Mass shootings make up just a small part of the violence that permeates our whole society. Violence is a part of everyday life in the U.S. It is much more than just the violence of mass shootings, the violence of the streets, or the violence carried out by police, disproportionately against people of color. It is more than just the mass violence of U.S. wars and weapons around the world. It is also violence in the form of 16 suicides every day of veterans of U.S. wars in Iraq and Afghanistan. It is violence in the form of emotional and physical abuse of partners, family members, and others, often by people suffering from unemployment, low wages, and gender, racial, and other discrimination. It is the violence of poverty itself, sending kids to bed hungry or without a home or without access to necessary medical care. It is the violence of being mistreated and exploited every day we show up to work. Increasingly, it is the violence of having our lives turned upside down by the effects of climate disruption. These are all forms of violence in this society.
The system of capitalism values human life and the planet only as resources to be exploited and profited from, creating wealth only for those in positions of power. Their entire system is organized violence against the majority of people and the planet — it is their system that is killing us!
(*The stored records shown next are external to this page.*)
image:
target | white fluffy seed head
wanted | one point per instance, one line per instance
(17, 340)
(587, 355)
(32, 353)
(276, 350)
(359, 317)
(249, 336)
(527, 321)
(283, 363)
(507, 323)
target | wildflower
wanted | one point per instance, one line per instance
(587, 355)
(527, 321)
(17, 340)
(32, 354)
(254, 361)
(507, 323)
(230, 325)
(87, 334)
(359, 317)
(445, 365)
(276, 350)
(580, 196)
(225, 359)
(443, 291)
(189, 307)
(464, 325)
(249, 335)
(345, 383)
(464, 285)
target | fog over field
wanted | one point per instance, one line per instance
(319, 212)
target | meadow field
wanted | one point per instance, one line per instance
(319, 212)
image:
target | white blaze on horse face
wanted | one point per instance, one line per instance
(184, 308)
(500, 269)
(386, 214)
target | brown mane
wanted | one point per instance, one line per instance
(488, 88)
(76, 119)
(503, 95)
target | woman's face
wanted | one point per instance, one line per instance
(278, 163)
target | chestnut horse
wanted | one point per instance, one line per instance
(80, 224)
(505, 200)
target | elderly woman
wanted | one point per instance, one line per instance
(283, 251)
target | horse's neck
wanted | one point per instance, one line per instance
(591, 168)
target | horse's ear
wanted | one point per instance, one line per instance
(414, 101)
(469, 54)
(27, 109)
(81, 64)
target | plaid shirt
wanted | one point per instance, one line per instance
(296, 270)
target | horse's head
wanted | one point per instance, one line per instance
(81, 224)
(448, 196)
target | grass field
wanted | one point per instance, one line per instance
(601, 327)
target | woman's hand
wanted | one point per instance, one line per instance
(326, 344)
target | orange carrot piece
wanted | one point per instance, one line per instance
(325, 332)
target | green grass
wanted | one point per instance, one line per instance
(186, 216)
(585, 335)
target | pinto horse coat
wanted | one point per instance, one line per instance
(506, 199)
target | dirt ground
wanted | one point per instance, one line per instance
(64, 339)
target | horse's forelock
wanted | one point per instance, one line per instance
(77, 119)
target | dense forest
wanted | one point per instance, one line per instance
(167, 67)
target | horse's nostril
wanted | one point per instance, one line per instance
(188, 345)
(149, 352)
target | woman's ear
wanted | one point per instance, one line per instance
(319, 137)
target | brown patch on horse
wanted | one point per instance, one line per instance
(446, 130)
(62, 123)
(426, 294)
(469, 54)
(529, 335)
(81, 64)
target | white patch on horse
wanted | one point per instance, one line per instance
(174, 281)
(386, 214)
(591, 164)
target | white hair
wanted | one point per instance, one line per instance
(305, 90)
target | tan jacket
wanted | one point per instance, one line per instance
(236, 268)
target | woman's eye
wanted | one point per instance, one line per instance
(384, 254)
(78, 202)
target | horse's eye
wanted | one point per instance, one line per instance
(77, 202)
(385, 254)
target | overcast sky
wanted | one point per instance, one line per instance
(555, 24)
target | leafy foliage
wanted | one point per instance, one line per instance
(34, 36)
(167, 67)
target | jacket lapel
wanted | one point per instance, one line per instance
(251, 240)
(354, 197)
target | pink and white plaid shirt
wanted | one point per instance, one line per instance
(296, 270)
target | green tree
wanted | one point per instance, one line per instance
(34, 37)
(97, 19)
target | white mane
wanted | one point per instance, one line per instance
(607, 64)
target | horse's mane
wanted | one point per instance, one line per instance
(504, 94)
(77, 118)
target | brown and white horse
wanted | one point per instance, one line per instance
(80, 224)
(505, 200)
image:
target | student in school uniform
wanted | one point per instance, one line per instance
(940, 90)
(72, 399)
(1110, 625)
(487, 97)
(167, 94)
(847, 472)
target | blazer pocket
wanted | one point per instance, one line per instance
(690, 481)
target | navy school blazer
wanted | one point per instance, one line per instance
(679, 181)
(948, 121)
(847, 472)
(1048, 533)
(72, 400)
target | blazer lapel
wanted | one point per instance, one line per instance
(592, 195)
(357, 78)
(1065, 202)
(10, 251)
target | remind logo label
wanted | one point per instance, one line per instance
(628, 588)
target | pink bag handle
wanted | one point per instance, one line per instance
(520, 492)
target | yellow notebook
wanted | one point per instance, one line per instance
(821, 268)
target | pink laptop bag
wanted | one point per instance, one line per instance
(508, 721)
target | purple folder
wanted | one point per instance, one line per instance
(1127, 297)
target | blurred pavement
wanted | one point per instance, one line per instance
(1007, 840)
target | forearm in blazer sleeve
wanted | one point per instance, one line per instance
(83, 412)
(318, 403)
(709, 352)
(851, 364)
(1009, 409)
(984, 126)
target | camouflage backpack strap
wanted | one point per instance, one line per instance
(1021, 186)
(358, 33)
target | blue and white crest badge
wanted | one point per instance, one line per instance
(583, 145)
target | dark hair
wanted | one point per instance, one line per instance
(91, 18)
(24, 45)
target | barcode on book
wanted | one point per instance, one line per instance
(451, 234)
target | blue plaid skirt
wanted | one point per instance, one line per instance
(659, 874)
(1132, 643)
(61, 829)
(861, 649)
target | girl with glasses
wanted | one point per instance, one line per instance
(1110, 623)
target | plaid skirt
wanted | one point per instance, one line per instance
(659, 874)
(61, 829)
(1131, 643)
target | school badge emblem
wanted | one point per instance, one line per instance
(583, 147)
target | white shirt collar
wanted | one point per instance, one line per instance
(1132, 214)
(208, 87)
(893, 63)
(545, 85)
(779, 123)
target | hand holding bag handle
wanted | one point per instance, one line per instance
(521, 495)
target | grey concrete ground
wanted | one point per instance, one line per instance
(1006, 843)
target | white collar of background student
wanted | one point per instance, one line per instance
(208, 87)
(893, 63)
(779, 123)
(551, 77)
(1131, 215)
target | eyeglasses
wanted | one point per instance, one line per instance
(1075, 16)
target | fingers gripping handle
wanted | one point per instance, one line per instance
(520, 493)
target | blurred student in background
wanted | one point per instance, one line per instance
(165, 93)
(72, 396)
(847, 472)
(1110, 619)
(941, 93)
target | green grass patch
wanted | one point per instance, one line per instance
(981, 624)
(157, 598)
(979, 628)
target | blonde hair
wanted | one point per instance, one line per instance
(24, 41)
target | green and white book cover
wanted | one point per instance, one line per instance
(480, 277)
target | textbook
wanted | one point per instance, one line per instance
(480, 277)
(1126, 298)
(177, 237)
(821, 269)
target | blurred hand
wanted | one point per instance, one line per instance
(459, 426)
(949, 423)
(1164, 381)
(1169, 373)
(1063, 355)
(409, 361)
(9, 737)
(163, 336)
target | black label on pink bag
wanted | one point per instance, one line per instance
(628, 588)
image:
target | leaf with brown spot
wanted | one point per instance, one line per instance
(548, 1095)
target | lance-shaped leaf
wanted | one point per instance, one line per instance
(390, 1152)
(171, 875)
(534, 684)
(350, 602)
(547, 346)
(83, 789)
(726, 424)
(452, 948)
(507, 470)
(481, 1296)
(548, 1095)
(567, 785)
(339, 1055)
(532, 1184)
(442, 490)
We must not accept the violence of this society, where mass shootings and brutality have come to be seen as normal parts of daily life.
Democrats and Republicans use every mass shooting as an opportunity to get on television and beg for votes as they debate weapons bans and background checks. In the end, they talk a lot, and nothing changes because they both defend the very system that produces this violence in the first place. They continue to point at the symptoms while defending the system that is the cause.
The truth is, we live in a society that cannot keep us safe. As long as the conditions generated by this system continue, the violence in society will remain. It is time to turn our attention and focus our energy to change the very system that perpetuates this violence.